Patient Safety: Lessons Learned
“Can You Hear Me Now?”
By: Steve Chinn, DPM, MS, Administrative Director, Accreditation and Regulatory Affairs, Interim Patient Safety Officer, Stanford Health Care
This phrase from a cellular carrier commercial is a bit overdone, but it highlights an issue that we have in health care: communication is key to patient safety. Have you ever had a misunderstanding with your significant other about what you were planning to do for a weekend? You were 100 percent sure you were clear about needing time to finish writing up that case study for publication and preparing for a presentation, but somehow it got scrambled where the plan was going with friends to the mountains. You’re wondering how things got so mixed up.
Communication is a two-way street. There is a sender and receiver of the message. Any time that message gets jumbled or is missing key parts, it’s a setup for errors. Take health care, for example. I was told repeatedly in my training that successful medical practice is highly dependent on my communication skills. This concept has not changed for centuries. However, when health care communication is incomplete or inaccurate, bad things can happen to patients. Consider the following scenario:
A physician gives a nurse a verbal order for a medication. The nurse thought the medication was unusual for the patient’s condition. But because it was extremely busy, the nurse took the order anyway, not 100 percent sure. Unfortunately, it was the wrong medication and ended up seriously injuring the patient.
What were the breakdowns in this situation?
- All verbal orders must have a “read back” to the prescriber to confirm the verbal order.
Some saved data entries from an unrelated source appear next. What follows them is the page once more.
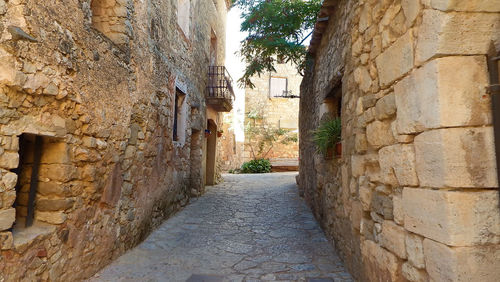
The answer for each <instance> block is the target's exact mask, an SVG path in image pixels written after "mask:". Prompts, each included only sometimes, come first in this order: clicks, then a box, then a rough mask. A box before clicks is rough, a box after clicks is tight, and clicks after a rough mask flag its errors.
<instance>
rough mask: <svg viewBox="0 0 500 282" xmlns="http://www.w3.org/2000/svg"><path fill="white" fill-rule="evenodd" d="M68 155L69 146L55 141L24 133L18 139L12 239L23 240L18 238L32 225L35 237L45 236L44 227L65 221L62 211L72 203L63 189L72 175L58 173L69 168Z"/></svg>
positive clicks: (44, 137)
mask: <svg viewBox="0 0 500 282" xmlns="http://www.w3.org/2000/svg"><path fill="white" fill-rule="evenodd" d="M69 152H70V150H69V146H68V144H66V143H65V142H62V141H61V140H59V139H57V138H53V137H48V136H41V135H35V134H26V133H25V134H22V135H21V136H20V137H19V165H18V167H17V168H16V169H14V170H13V172H14V173H16V174H17V175H18V180H17V184H16V188H15V190H16V199H15V202H14V205H13V207H14V208H15V210H16V219H15V222H14V225H13V233H14V236H16V235H17V236H20V237H25V236H21V235H20V234H24V232H25V230H28V231H26V232H30V231H29V230H30V228H29V227H31V226H34V225H36V226H37V228H35V229H36V234H35V235H37V234H39V233H44V232H45V231H46V230H45V229H44V228H43V227H46V226H50V225H48V224H61V223H62V222H63V221H64V220H65V218H66V215H65V211H66V210H67V209H69V208H71V207H72V206H73V203H74V201H73V200H72V199H69V198H67V195H66V194H65V192H64V191H65V190H64V188H63V186H64V184H63V182H66V181H68V180H69V178H70V177H71V175H69V174H64V173H61V170H64V169H65V168H68V167H70V166H71V163H70V153H69ZM47 223H48V224H47ZM31 230H33V229H31ZM30 234H31V233H30ZM30 238H33V236H32V237H30Z"/></svg>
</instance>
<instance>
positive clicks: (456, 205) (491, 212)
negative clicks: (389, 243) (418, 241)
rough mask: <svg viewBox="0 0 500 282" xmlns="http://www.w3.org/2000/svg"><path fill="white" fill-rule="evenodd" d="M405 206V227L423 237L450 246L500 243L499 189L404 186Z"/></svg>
mask: <svg viewBox="0 0 500 282" xmlns="http://www.w3.org/2000/svg"><path fill="white" fill-rule="evenodd" d="M403 206H404V207H405V219H404V226H405V228H406V229H407V230H409V231H411V232H414V233H417V234H420V235H422V236H424V237H427V238H430V239H433V240H435V241H438V242H441V243H444V244H447V245H450V246H472V245H478V244H498V243H500V210H499V208H498V191H474V192H461V191H443V190H430V189H421V188H404V189H403ZM424 207H425V208H424Z"/></svg>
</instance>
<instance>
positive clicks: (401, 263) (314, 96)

Anecdotal reports from other staff receiving verbal orders have stated that prescribers do not stay on the phone long enough to confirm the order. This is a crucial safety step.
- The nurse was unsure about the medication order. With the tools in EPIC and the Internet, plus the opportunity for a pharmacy consultation, double-checking to make sure the medication was correct may have prevented this event from occurring.
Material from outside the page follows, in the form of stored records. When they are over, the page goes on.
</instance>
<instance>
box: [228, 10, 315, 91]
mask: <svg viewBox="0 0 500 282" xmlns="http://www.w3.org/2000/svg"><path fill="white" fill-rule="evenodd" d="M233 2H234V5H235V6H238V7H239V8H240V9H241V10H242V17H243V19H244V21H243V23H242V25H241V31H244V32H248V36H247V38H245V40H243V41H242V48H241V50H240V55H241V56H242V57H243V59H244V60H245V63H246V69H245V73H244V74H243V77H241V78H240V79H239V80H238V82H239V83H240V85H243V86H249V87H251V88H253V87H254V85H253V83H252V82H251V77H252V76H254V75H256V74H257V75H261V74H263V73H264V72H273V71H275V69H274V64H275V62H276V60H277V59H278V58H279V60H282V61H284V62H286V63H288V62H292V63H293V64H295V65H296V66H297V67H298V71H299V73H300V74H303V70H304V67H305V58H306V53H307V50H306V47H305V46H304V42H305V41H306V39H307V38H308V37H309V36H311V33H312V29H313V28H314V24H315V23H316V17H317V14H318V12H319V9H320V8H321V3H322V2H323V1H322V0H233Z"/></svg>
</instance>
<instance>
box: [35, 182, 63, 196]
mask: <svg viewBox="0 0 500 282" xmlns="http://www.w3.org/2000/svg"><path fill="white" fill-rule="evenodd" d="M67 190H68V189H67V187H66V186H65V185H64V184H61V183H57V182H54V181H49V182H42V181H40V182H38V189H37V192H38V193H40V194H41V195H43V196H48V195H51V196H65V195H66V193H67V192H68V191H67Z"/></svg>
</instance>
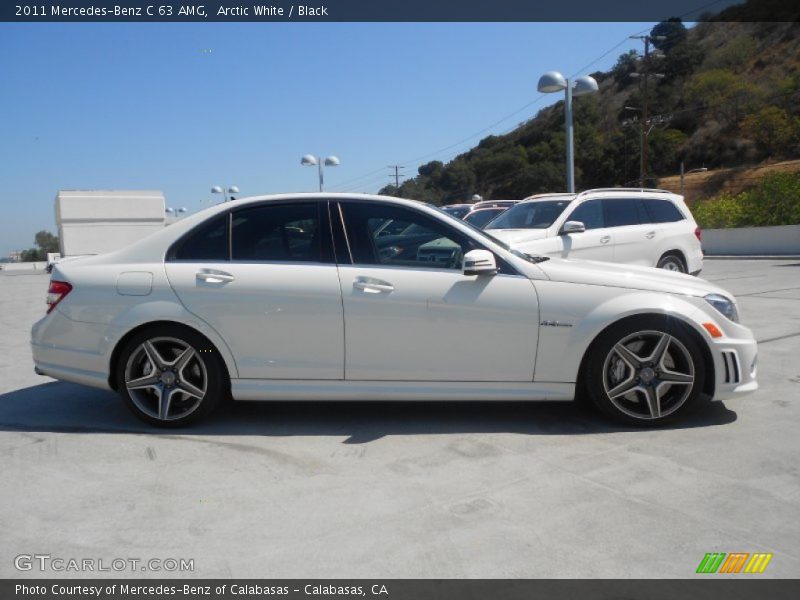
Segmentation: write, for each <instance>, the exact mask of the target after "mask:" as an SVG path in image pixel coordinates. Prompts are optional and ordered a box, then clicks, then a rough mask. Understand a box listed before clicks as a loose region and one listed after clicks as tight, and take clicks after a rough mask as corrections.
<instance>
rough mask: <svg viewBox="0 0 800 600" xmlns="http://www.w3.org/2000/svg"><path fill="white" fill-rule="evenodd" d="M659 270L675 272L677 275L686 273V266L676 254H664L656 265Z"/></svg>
mask: <svg viewBox="0 0 800 600" xmlns="http://www.w3.org/2000/svg"><path fill="white" fill-rule="evenodd" d="M656 266H657V267H658V268H659V269H666V270H667V271H677V272H678V273H686V265H685V264H683V260H681V257H680V256H678V255H676V254H665V255H664V256H662V257H661V258H660V259H659V261H658V264H657V265H656Z"/></svg>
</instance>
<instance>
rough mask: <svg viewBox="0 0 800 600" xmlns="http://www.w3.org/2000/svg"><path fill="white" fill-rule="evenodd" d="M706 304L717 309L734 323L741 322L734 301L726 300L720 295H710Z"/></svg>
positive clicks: (708, 296)
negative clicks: (739, 320) (707, 303)
mask: <svg viewBox="0 0 800 600" xmlns="http://www.w3.org/2000/svg"><path fill="white" fill-rule="evenodd" d="M705 299H706V302H708V303H709V304H710V305H711V306H713V307H714V308H716V309H717V310H718V311H719V312H721V313H722V314H723V315H725V316H726V317H727V318H728V319H730V320H731V321H733V322H734V323H738V322H739V312H738V311H737V310H736V305H735V304H734V303H733V300H731V299H730V298H726V297H725V296H722V295H720V294H709V295H708V296H706V297H705Z"/></svg>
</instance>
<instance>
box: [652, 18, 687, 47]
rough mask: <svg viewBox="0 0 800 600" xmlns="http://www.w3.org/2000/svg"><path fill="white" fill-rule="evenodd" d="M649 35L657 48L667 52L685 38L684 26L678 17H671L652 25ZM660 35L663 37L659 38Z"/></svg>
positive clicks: (683, 41)
mask: <svg viewBox="0 0 800 600" xmlns="http://www.w3.org/2000/svg"><path fill="white" fill-rule="evenodd" d="M650 37H651V38H652V41H653V46H654V47H655V48H656V49H657V50H661V51H662V52H663V53H664V54H669V53H670V51H671V50H672V49H673V48H674V47H675V46H677V45H679V44H681V43H683V42H684V41H685V40H686V27H685V26H684V25H683V23H682V22H681V20H680V19H679V18H678V17H672V18H671V19H667V20H666V21H661V23H659V24H658V25H656V26H655V27H653V29H651V30H650ZM662 37H663V38H664V39H659V38H662Z"/></svg>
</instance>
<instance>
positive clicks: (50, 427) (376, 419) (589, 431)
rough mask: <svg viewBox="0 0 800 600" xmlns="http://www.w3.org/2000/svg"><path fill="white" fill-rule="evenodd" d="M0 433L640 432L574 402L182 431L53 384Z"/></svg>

- Another phenomenon is “production pressure,” trying to do more with less time, or multi-tasking. It turns out that both the physician and the nurse involved had been trying to do multiple things at the same time just to keep up with the workload.
- Teamwork and culture play a part in this situation. The nurse might have been too intimidated by the physician to confirm or challenge the order. This is a very difficult situation, because none of us wants to look bad or do the wrong thing.
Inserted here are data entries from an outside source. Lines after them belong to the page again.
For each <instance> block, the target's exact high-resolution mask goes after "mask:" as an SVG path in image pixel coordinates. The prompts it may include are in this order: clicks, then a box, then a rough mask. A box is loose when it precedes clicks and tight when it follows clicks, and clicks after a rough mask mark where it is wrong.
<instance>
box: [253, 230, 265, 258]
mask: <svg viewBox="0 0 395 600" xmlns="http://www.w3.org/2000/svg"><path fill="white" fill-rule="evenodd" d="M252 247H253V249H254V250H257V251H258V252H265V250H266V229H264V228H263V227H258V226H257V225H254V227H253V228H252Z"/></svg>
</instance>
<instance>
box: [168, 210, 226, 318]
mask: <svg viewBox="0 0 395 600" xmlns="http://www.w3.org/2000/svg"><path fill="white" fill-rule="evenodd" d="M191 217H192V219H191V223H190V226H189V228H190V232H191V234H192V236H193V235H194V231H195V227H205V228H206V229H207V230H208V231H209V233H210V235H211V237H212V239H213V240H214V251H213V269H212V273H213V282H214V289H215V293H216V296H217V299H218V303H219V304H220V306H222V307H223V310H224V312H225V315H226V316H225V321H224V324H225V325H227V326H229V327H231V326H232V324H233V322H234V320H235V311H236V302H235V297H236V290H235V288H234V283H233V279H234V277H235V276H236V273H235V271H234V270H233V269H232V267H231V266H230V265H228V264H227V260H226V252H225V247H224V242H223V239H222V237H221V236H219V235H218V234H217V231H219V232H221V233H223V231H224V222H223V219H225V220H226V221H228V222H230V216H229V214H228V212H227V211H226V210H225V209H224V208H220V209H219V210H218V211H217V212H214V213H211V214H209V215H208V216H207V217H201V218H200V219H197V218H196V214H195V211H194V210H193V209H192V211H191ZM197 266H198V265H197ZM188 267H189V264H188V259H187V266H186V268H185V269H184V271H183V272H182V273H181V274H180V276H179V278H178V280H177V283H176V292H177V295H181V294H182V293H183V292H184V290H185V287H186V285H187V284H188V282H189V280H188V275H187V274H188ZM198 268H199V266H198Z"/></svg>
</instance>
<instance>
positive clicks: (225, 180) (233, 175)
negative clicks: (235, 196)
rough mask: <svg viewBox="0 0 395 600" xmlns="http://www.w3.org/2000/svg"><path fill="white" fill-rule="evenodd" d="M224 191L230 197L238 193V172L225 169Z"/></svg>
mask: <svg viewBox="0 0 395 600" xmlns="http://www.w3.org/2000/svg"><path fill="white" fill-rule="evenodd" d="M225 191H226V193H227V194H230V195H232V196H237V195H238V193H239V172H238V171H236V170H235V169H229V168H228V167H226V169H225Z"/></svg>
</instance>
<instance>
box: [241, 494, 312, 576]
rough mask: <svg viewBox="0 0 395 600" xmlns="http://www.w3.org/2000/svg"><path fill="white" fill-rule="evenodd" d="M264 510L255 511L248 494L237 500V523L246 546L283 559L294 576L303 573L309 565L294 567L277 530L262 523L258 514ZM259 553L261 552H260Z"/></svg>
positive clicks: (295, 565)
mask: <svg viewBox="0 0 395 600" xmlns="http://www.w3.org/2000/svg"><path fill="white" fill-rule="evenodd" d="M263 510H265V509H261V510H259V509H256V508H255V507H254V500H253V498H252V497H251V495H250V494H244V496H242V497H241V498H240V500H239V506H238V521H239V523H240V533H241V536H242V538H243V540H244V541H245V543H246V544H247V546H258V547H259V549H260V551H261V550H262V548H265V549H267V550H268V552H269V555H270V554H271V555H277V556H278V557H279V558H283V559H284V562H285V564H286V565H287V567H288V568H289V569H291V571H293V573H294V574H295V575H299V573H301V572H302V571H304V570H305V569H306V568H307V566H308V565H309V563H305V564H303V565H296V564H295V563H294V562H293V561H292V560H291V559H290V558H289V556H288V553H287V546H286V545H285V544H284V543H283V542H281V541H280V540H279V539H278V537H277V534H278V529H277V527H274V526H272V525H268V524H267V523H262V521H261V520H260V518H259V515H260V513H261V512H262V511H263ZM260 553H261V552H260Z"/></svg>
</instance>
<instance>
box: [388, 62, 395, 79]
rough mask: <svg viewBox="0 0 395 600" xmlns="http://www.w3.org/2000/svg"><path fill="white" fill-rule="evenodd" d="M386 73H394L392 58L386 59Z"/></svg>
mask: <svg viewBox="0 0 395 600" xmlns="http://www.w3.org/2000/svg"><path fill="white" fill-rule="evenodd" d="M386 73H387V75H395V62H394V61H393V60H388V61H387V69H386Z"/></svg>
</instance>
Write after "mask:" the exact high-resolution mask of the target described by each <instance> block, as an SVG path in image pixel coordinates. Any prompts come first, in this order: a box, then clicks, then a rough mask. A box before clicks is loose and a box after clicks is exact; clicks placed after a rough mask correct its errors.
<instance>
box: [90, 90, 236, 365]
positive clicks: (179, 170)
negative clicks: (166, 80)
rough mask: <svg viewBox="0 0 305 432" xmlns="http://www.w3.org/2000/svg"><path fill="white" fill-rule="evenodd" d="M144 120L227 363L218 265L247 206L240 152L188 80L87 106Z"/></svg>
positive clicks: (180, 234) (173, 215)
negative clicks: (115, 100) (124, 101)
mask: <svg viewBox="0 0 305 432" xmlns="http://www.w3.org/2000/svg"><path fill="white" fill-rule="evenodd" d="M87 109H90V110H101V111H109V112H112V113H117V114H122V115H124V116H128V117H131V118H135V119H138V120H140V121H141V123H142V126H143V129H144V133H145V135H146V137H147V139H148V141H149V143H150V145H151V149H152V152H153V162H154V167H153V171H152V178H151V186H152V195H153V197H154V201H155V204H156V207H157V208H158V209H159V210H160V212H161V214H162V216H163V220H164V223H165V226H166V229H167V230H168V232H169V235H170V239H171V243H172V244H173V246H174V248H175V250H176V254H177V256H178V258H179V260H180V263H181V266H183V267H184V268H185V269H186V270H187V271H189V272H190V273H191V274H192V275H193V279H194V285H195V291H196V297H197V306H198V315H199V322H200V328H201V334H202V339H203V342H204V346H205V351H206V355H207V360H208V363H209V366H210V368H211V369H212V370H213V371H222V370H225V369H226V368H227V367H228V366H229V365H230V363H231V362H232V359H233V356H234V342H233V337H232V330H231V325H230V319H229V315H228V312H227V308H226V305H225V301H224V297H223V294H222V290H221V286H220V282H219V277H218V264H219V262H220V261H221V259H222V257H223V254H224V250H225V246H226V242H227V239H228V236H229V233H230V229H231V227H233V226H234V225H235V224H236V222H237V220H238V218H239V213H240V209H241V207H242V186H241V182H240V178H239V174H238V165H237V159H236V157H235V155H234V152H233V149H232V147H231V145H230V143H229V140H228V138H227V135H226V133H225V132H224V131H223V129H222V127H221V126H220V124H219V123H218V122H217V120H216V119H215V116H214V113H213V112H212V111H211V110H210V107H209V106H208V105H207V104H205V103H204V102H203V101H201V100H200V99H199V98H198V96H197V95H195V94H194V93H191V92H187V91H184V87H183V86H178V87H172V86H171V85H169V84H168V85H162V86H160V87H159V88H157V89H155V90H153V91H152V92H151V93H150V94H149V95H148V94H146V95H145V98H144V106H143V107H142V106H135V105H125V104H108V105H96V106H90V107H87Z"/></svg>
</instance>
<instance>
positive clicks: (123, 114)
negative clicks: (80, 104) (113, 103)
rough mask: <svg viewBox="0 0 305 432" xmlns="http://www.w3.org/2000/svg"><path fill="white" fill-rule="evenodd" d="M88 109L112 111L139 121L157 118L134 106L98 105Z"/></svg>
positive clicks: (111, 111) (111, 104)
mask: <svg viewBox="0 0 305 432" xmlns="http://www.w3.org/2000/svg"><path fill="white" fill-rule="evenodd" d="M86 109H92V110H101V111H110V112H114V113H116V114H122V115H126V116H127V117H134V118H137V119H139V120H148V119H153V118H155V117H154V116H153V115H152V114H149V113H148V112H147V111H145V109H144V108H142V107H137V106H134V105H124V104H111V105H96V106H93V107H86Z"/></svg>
Stanford Health Care is looking to roll out a team communication concept this coming year. Known as TeamSTEPPS (Team Strategies and Tools to Enhance Performance and Patient Safety), this program was developed by the Department of Defense’s Patient Safety Program and the Agency for Healthcare Quality and Research (AHRQ) to improve teamwork, communication and culture. Scientifically rooted in more than 20 years of research, this evidence-based teamwork system has been applied by hundreds of organizations throughout the world.
TeamSTEPPS provides higher quality, safer patient care by:
- Producing highly effective medical teams that optimize the use of information, people and resources to achieve the best clinical outcomes for patients.
- Increasing team awareness and clarifying team roles and responsibilities.
- Resolving conflicts and improving information sharing.
- Eliminating barriers to quality and safety.